Business has long had a need for more information. Management has always sought the answer to such questions as what will sell, when it should be sold, how can we get the product to the consumer quicker, and what inefficiencies are we experiencing. With the advent of the microprocessor, the old adage of be careful what you wish for may be an important consideration. We can now measure so many things and compile so much data that the manufacturing process becomes hard to recognize.

 

The manager is now faced with so much information about every topic that discerning the valuable information from background noise data is seriously problematic. Hiring decisions used to be made following an interview, with questions and answers and the unquantifiable interpersonal ques an interview provides. Today a successful candidate of yore may be electronically eliminated by an insignificant criterion before an interview is even conducted.

 

While the data is important and even critical to a competitive organization, the methodology for gleaning information does impact the final data. Once all this data has been collected, the manager must make sense of it and put it to use in a practical way, a difficult endeavor made more complex by not having a good handle on the parameters under which it was collected.
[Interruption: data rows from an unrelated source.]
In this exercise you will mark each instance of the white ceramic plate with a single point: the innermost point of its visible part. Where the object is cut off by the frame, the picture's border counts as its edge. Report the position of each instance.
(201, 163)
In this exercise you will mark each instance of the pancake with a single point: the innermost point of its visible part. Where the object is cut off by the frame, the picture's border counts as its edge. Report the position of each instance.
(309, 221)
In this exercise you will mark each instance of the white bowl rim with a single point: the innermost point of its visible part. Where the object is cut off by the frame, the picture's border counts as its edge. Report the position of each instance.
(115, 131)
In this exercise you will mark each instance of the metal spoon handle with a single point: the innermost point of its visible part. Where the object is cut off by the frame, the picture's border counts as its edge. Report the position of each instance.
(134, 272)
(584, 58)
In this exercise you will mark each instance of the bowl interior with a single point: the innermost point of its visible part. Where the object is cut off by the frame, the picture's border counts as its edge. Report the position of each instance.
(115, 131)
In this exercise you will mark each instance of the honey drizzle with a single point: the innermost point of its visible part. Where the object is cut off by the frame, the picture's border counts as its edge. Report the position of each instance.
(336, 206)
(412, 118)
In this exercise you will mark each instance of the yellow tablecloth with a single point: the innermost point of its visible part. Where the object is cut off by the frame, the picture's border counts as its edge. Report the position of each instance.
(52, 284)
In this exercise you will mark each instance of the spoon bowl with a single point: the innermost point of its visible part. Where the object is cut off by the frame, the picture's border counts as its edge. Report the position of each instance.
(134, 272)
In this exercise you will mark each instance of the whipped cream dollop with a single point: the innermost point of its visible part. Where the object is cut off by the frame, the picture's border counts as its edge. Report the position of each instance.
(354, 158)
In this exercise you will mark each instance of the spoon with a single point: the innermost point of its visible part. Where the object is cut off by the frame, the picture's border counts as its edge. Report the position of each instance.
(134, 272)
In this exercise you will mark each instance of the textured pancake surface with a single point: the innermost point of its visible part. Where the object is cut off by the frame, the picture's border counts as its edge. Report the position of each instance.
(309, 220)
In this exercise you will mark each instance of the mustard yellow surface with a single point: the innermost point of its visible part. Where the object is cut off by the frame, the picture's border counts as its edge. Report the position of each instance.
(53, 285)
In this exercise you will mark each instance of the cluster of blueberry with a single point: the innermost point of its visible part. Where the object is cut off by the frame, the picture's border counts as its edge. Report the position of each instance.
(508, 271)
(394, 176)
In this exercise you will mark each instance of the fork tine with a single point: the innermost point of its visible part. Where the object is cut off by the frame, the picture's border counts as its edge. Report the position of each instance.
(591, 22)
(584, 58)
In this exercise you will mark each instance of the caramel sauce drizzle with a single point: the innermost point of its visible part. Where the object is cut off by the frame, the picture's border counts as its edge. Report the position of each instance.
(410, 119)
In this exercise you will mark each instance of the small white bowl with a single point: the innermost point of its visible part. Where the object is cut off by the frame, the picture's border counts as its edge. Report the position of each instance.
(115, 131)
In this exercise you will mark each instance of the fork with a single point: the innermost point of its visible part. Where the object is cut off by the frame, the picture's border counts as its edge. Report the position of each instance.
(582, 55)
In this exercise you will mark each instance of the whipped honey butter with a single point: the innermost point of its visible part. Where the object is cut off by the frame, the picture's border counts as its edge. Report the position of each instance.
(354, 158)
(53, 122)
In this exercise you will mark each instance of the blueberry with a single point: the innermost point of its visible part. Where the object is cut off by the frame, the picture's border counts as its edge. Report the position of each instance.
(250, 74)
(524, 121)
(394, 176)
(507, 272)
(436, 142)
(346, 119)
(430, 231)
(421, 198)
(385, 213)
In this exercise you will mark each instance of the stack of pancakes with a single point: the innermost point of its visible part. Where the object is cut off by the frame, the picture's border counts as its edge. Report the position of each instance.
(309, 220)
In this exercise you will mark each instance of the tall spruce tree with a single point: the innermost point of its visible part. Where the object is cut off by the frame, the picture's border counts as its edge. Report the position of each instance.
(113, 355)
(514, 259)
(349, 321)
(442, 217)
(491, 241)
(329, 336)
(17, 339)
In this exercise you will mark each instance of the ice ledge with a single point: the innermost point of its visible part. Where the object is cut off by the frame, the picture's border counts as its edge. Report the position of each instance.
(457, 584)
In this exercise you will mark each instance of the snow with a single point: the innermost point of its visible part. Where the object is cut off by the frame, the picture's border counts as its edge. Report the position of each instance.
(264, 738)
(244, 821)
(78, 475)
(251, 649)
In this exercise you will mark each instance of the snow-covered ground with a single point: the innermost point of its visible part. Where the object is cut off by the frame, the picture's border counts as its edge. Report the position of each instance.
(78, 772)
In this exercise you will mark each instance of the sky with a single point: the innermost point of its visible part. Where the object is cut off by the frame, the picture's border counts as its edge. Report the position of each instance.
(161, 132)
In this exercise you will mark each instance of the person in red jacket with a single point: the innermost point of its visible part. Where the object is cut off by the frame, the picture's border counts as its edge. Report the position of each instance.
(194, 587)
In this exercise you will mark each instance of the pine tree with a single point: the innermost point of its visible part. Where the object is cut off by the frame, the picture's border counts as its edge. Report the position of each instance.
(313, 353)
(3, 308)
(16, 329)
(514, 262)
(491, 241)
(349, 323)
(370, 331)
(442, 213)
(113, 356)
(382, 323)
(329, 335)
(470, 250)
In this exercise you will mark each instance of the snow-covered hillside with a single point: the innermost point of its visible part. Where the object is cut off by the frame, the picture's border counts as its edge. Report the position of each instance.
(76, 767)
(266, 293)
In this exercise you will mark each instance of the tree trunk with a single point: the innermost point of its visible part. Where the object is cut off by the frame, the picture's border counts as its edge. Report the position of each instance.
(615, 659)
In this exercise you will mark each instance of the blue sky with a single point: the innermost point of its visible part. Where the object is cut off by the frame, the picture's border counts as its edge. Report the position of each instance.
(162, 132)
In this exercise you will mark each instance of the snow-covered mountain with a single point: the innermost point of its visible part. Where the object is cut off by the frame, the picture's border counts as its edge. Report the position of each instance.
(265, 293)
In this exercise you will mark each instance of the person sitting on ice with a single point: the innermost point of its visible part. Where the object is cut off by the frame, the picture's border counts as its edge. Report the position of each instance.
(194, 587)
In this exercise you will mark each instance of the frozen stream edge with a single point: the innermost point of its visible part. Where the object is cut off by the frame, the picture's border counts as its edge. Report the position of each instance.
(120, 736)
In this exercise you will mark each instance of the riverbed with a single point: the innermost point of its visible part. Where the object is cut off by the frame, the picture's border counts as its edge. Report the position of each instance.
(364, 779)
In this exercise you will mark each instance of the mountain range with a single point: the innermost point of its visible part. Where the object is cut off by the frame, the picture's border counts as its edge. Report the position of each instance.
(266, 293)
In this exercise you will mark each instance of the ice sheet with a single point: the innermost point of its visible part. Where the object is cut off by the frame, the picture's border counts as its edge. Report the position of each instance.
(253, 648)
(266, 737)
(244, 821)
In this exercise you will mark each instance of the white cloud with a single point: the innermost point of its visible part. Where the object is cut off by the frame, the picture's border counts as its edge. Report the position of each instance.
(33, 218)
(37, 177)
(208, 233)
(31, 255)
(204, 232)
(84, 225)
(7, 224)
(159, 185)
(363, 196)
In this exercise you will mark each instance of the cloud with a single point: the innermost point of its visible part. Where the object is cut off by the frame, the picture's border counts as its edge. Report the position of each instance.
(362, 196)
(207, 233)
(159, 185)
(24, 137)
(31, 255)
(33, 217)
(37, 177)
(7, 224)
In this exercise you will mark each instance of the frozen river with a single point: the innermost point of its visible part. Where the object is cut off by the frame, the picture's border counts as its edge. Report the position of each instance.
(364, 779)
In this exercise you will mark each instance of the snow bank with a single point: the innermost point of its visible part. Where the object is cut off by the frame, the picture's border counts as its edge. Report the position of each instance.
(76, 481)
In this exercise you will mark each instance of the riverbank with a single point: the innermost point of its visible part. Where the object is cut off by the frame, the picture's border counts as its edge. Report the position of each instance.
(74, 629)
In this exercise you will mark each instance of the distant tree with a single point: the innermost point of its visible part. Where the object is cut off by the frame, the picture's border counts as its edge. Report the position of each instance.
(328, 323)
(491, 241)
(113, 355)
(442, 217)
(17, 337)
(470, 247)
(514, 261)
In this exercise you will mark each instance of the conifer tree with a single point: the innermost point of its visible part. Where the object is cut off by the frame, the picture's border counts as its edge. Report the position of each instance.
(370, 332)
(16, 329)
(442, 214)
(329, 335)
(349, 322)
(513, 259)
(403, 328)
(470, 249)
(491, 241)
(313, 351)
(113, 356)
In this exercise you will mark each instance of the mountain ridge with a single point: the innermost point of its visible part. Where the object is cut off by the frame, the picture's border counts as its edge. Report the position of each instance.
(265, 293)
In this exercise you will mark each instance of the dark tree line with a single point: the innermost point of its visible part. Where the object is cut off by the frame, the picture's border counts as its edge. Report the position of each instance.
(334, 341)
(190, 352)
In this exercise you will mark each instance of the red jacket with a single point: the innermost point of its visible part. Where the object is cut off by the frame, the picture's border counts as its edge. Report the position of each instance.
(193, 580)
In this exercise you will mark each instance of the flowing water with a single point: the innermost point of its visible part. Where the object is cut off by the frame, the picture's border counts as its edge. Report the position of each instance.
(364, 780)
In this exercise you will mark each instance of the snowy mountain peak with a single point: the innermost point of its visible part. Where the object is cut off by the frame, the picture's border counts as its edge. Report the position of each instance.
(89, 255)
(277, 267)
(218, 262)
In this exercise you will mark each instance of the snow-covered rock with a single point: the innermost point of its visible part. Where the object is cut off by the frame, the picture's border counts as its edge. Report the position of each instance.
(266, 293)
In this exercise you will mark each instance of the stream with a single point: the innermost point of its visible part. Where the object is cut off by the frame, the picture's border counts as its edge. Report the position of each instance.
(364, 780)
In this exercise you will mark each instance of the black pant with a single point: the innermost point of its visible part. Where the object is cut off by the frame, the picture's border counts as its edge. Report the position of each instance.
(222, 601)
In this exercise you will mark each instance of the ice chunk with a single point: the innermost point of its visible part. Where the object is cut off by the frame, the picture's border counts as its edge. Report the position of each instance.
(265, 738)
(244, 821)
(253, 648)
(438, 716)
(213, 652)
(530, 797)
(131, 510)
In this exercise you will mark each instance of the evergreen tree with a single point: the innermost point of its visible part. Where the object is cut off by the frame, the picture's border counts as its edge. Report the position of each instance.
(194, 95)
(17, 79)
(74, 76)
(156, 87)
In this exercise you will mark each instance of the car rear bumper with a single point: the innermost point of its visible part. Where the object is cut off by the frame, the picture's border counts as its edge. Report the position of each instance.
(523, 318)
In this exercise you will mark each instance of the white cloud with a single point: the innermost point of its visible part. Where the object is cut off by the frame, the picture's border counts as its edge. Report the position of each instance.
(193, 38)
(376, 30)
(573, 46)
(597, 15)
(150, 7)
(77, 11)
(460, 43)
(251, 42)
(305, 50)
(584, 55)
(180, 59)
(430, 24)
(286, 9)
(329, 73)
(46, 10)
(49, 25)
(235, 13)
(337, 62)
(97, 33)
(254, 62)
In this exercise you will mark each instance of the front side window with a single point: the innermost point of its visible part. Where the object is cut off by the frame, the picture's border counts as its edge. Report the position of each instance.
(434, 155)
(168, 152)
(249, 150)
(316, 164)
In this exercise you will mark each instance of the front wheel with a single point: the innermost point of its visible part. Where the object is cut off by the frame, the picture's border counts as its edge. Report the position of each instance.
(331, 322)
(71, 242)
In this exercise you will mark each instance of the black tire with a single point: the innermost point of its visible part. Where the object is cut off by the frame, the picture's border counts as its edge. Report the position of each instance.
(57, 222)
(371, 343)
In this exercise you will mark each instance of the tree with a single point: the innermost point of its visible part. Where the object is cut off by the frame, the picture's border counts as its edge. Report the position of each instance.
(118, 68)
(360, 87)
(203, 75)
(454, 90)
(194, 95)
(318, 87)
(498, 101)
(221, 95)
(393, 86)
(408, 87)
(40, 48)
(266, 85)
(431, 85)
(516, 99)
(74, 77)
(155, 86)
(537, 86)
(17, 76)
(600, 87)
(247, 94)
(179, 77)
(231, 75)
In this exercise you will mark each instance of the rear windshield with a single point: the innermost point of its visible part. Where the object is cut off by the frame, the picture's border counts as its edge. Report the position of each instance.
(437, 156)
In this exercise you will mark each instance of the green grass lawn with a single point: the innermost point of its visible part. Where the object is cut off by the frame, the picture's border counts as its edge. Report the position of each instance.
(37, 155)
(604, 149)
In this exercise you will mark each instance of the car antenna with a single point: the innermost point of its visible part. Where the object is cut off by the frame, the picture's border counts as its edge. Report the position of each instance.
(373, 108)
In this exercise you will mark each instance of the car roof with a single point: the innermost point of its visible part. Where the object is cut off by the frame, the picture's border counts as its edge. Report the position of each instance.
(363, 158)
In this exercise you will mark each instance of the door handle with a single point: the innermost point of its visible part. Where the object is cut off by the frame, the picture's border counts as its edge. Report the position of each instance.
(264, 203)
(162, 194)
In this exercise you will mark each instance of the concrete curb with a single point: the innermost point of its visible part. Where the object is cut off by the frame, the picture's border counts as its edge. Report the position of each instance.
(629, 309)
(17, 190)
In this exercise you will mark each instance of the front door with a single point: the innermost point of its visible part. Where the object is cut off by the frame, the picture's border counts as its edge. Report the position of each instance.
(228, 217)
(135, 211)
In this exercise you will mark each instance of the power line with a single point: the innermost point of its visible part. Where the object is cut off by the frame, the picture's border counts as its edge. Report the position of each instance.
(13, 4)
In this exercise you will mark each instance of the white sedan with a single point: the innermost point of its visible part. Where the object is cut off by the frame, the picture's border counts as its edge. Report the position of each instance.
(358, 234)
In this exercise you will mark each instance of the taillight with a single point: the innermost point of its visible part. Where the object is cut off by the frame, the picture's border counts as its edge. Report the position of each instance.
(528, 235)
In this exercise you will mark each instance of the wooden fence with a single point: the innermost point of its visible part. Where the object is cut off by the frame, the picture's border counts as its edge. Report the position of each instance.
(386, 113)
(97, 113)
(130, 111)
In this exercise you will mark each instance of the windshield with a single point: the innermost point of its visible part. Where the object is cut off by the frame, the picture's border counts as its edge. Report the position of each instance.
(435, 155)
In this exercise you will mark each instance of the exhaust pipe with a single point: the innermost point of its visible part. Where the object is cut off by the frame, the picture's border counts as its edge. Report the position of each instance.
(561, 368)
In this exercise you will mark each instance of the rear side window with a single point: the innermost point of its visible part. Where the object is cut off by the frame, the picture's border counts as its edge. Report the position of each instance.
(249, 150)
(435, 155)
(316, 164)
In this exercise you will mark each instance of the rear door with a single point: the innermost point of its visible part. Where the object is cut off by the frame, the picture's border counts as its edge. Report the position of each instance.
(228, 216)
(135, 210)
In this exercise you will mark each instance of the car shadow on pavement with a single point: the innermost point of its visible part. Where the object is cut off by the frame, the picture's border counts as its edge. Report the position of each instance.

This is further complicated by the issue of time, just how much should be spent on the analysis of data?

 

Like all tools, the computer has the potential for enhancing decisions with data that engenders confidence and produces results. It becomes problematic when the tool becomes the driving force in the business. If management is spending more time using the tool than created and delivering the goods and services at the heart of the company, there is a problem. While the information and uses for it grow exponentially, management possesses an ability to use it which remains fairly stagnant, which means there is inefficiency in the process as a whole.

 

Not surprisingly, this phenomenon is known to information system specialists, who are working feverishly to reign in the complexities of using management tools. It should also be no surprise that the solution will likely entail software designed to run or enhance the existing management tools, computers in charge of computers. This secondary iteration of control is much like the levels of management in a company, with each successive level designated to run the level below, allowing the higher levels to focus on a more strategic role.

 

All leaders intrinsically want to have a feel for what their company is doing. There is no scarier feeling than being responsible for something and not having the first hand knowledge of what is being done to make it happen. This does not mean that the CEO of a company needs to know the name, start time destination and cargo of every truck carrying product within his company, that is what the management hierarchy is about. Unfortunately, the nature of man is to be curious, and if the data is available it is difficult not to get captured in the mountains of minutia.

 

So while it is important that someone is aware of the collection and interpretation of all the detailed information a company has, there has to be a way to develop that raw data into useful knowledge for each level of management. This is the crux of systems management software, manipulating data collected by software systems to develop actionable information for leadership to run the business efficiently and profitably.